I was very very wrong.  Rather than a straight-up history of a movement and some of its key players, it turned out to be something more left-field, more strange, and ultimately less satisfying.

Thierry Guetta, a Frenchman living in LA with delusions of being a filmmaker, follows his cousin (street artist Invader) and Shepard Fairey (he of the Andre the Giant “Obey” icon and the image for Obama’s presidential campaign) around for a number of years collecting thousands of hours of tape that doesn’t improve in quality over time, despite the volume.  Banksy encourages Guetta to make a documentary with this footage about the founding and spirit of the street art movement (which, because of its nature goes largely undocumented) and Guetta makes an unwatchable film.  Banksy then encourages Guetta to go home and put on a show of his own work and the film takes a significant and unexpected turn when Guetta - as Mr Brainwash, an artist with no history - puts on a massive-scale commercial show and sells millions of dollars of obviously derivative street/pop art.

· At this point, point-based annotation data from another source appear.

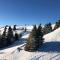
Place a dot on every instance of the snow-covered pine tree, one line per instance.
(40, 36)
(47, 28)
(10, 36)
(31, 42)
(57, 25)
(14, 28)
(3, 38)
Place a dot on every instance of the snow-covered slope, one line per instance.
(49, 51)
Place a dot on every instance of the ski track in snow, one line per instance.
(46, 52)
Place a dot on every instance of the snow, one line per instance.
(49, 51)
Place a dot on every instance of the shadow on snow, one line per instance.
(50, 47)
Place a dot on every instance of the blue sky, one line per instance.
(29, 11)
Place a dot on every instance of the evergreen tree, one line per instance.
(40, 36)
(16, 36)
(31, 42)
(10, 36)
(14, 28)
(57, 25)
(3, 39)
(25, 29)
(47, 28)
(35, 39)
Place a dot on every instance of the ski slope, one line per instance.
(49, 51)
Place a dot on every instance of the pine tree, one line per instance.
(40, 35)
(16, 36)
(3, 39)
(35, 39)
(47, 28)
(31, 42)
(10, 36)
(57, 25)
(14, 28)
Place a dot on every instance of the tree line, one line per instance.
(35, 39)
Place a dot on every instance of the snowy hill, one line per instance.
(49, 51)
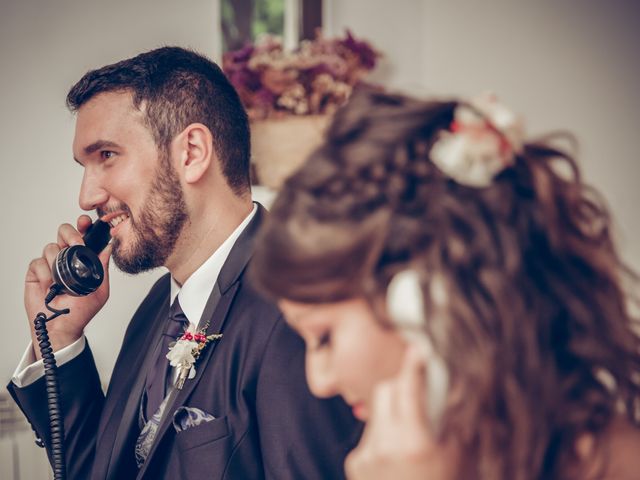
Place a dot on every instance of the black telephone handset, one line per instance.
(76, 271)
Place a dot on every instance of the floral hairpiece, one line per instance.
(481, 142)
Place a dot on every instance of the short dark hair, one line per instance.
(179, 87)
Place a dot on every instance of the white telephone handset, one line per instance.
(405, 305)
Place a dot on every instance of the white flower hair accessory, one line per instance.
(405, 305)
(483, 140)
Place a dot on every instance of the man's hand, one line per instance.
(397, 442)
(67, 329)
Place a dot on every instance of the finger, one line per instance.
(50, 252)
(382, 411)
(83, 223)
(39, 272)
(68, 236)
(412, 385)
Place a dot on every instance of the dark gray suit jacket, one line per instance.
(267, 424)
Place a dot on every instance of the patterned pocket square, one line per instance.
(189, 417)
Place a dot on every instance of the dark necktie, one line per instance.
(157, 378)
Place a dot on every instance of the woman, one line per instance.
(433, 224)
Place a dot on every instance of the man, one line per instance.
(164, 143)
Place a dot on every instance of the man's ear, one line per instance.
(195, 151)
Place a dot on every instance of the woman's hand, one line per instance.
(397, 443)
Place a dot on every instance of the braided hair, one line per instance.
(538, 333)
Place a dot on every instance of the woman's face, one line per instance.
(348, 350)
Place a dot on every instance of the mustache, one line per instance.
(101, 212)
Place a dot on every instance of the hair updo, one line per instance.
(537, 331)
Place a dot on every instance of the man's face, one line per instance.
(129, 182)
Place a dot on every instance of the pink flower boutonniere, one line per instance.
(184, 352)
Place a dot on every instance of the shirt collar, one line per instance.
(196, 290)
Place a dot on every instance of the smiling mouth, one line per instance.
(115, 219)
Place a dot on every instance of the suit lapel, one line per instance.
(124, 413)
(217, 308)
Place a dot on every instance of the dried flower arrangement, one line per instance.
(315, 78)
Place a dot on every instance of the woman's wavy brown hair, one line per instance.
(538, 332)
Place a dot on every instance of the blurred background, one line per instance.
(564, 65)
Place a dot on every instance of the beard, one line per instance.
(158, 227)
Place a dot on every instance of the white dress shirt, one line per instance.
(193, 295)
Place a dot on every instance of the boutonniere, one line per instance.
(184, 352)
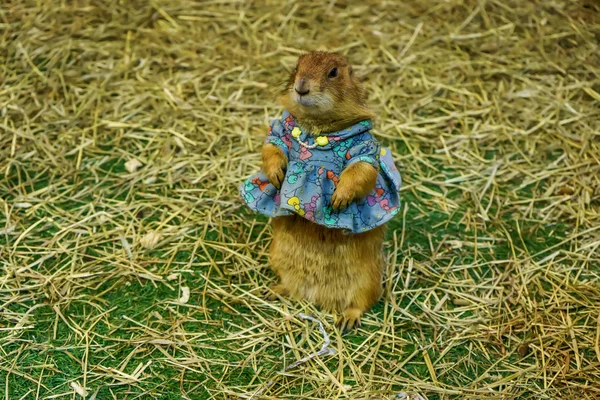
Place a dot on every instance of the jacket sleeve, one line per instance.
(279, 137)
(367, 150)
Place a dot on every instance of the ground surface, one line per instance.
(492, 109)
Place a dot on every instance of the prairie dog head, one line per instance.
(323, 87)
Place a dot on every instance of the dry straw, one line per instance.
(131, 270)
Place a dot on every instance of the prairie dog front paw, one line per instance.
(274, 164)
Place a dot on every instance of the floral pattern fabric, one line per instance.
(314, 167)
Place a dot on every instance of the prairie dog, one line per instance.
(329, 187)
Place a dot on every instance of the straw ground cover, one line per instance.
(124, 279)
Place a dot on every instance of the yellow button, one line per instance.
(322, 140)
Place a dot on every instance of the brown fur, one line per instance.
(347, 95)
(341, 273)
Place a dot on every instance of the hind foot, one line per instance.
(275, 291)
(350, 319)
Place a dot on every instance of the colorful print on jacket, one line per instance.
(314, 166)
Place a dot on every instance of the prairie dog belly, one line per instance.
(325, 266)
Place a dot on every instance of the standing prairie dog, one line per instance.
(329, 187)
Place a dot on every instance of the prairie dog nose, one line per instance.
(302, 87)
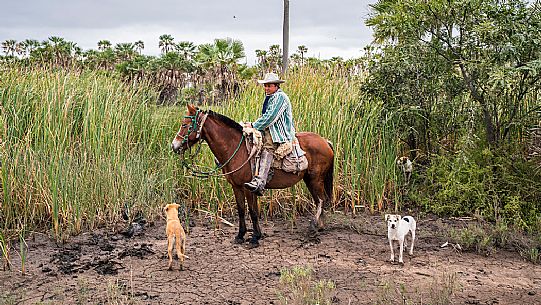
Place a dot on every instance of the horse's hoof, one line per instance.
(252, 245)
(238, 240)
(313, 227)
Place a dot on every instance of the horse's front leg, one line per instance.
(254, 215)
(241, 208)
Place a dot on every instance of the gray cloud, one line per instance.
(323, 26)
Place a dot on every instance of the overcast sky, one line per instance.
(327, 28)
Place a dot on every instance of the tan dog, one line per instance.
(175, 231)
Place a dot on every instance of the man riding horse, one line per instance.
(276, 126)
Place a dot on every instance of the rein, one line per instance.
(196, 126)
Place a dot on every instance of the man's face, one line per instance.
(270, 88)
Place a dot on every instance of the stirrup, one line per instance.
(251, 186)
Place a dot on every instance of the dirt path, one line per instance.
(107, 268)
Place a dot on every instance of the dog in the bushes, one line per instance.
(397, 229)
(406, 166)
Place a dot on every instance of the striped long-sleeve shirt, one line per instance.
(278, 118)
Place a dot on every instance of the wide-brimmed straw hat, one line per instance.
(271, 78)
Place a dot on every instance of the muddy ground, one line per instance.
(106, 267)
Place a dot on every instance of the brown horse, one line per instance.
(226, 141)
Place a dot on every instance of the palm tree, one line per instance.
(186, 49)
(125, 51)
(166, 42)
(285, 55)
(59, 48)
(29, 45)
(221, 57)
(139, 46)
(302, 49)
(104, 44)
(274, 57)
(9, 47)
(262, 59)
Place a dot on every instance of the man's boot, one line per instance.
(257, 185)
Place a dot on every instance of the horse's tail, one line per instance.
(329, 176)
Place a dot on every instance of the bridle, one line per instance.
(197, 126)
(193, 127)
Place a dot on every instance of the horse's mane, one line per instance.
(227, 121)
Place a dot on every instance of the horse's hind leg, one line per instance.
(317, 190)
(241, 208)
(254, 215)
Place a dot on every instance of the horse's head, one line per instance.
(190, 130)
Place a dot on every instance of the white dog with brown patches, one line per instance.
(397, 229)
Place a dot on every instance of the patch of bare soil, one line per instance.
(104, 267)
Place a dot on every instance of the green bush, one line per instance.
(490, 185)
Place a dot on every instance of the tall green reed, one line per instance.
(76, 147)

Exit Through the Gift Shop is pretty clearly not a documentary at all, but a fiction supported by found footage, real people and a true story.  And that’s kind of okay.  If the whole point of pop art (and to some extent street art) is to blur and redraw lines between art and not-art, then Exit Through the Gift Shop does the same job very well.  As a film, though, it’s an odd experience: interesting enough to sit through its running time (despite the preponderance of poor quality hand held footage, Rhys Ifan’s completely over-the-top voice over narration and Banksy’s clearly scripted and staid delivery of his to-camera bits) but unsettling afterwards.  When the feeling of how contrived the whole thing was really started to sink in, I wondered exactly why they went to so much effort to make a point that is never clearly articulated.  Perhaps Banksy is somehow legitimize his move from underground artist to Sotheby’s-represented mainstream-appreciated phenomenon by taking the piss out of it? Maybe. The one thing I am sure of is that Banksy is taking the piss out of someone… and I can’t rule out that it’s you and me.